The first thing you will want to do with your algo is to override it. That’s fine and totally natural. As discretionary screen based traders we simply don’t realize how much “art” is involved in our day to day trading process. Even the most steely, disciplined traders will change their “ironclad” trading rules on the fly in reaction to whatever is happening on the screen.

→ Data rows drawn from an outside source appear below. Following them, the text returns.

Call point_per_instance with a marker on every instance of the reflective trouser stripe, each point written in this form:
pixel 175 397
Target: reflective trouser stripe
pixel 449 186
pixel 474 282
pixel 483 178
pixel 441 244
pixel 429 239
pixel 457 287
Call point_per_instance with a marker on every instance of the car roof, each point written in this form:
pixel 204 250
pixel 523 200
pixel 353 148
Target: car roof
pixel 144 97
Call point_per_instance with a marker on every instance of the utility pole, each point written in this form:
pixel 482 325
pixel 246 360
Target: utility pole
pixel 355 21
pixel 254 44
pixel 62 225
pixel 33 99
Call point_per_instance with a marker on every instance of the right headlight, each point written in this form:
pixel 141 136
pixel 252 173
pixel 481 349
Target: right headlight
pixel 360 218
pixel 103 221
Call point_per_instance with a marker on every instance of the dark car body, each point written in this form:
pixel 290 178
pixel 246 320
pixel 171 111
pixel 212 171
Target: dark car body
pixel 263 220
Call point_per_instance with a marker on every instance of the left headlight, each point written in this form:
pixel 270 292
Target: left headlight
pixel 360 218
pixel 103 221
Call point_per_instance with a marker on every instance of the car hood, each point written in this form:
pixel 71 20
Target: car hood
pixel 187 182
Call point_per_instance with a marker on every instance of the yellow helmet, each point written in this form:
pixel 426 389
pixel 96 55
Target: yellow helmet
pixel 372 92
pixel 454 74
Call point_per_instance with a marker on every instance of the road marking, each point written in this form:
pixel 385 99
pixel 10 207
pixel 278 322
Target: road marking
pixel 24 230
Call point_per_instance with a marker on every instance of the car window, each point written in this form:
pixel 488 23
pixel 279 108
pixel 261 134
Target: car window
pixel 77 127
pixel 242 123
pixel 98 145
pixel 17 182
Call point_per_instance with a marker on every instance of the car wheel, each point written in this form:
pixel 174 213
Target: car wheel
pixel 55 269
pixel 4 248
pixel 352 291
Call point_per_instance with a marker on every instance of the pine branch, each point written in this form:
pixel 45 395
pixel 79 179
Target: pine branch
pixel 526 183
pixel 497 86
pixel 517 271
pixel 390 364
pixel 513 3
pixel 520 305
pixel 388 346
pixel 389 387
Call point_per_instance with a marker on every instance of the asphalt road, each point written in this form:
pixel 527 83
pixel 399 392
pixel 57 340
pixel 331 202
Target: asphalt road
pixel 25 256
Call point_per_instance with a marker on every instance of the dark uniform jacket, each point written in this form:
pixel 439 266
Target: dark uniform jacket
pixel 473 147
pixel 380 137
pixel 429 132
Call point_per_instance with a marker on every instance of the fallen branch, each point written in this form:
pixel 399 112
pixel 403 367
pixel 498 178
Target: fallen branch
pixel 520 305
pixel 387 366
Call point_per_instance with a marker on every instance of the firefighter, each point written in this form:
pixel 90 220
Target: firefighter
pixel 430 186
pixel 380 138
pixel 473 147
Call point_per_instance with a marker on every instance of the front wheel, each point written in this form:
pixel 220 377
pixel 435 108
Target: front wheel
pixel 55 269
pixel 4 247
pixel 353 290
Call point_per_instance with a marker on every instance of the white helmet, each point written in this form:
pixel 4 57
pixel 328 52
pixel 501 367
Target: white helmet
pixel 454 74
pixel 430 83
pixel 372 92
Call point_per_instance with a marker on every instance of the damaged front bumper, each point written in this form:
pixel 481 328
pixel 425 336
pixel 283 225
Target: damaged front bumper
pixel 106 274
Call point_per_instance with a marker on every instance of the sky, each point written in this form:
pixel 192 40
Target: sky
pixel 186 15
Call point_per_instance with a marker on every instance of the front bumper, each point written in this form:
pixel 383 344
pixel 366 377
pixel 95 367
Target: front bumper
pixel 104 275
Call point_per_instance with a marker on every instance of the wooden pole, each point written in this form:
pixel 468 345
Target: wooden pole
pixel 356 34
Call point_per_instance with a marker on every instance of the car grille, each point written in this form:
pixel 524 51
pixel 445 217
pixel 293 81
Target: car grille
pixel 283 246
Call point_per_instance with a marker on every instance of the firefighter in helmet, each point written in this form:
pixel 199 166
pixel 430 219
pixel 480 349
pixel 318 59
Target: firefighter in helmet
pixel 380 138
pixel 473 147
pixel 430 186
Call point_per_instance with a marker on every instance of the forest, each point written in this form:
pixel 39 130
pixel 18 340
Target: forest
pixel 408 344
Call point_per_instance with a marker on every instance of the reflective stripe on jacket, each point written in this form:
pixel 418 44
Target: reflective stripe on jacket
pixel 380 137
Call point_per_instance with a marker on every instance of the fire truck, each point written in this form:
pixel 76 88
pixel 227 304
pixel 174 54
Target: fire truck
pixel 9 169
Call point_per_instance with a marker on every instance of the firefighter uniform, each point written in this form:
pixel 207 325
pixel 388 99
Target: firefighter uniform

So go ahead, screw around with the algo, take profits early, terminate trades arbitrarily, override your entry criteria. In short let emotion take over and get it out of your system. After a few days of second guessing yourself and losing money you will finally be ready to let go. Like an anxious parent watching his baby take a few steps on his own, you will finally start to trust the process.

2. Trade with Real Money

I know the standard advice is to trade your algo on a demo, but I disagree wholeheartedly. Trading a demo is like playing HALO 3 and thinking that you are ready for war. The moment you hear a shell explode near you in real life you’ll pee your pants. Mistakes WILL happen on the algo (in the future I am going to devote a whole column to all the things that can go wrong) and you need to learn from those mistakes quickly. There is no better feedback loop than watching your account get sliced and diced by the computer. You will become battle hardened in no time.

3. Understand the Model

Ask yourself exactly what price behavior you are trying to model. Ask yourself why you think this behavior may have an edge in the market. Stop obsessing about the indicators. Indicators are simply tools that help you describe your psychological insight mathematically, so changing the parameters of your SMA from 20 to 25 will not help you at all in a rangebound market. Always take an eagle’s eye view of your strategy and be merciless with your assumptions because I can assure you, if you are not -- the market will show you no mercy.

4. Let Algo Be Algo

Once you are generally content with the logic of your strategy, let the thing trade. Just as we must learn as parents to bite our tongue and let our children discover for themselves the rules of life, so too with the algo we must let it trade for a while to discover the rules of price action. Besides, you need at least 200 data samples to even begin to draw any meaningful conclusions from your ideas so sit still and let it operate on its own. After all that’s the goal isn’t it?

Comments

Hi
I’ve been trading Algo for 2 yrs. One of my systems has currently making new records in term of drawdown. I have trouble finding a “rule” to decide whether a system is no longer working. From your experience, do you have something like a fail-safe point of a trading system? Say’s if a system has broken a new drawdown record or a certain level, you will stop trading that particular system. Or do you look at other considerations such as your overall portfolio, the overall profit that the system in question has made for you, etc…
Thanks

By mario roter on October 24th, 2009 at 3:45 pm

First, I would like to say that I am a deep admirer of you and I have been following you for a long time.

Now, for the algos…
After 2 full years of hard work, a lot of reading and learning and a lot of experimenting and checking, my partner and I finally decided to go live on Oct. 1st.
We knew we were not ready but we also knew we will never be ready…
Trading with an algo is not so different than trading the same set-up manually. You just have to avoid the same type of mistakes (all you mention in your article is also true for manual trading…) and adhere to the same healthy principles of simplicity and risk control.
If you did your homework properly you have a chance…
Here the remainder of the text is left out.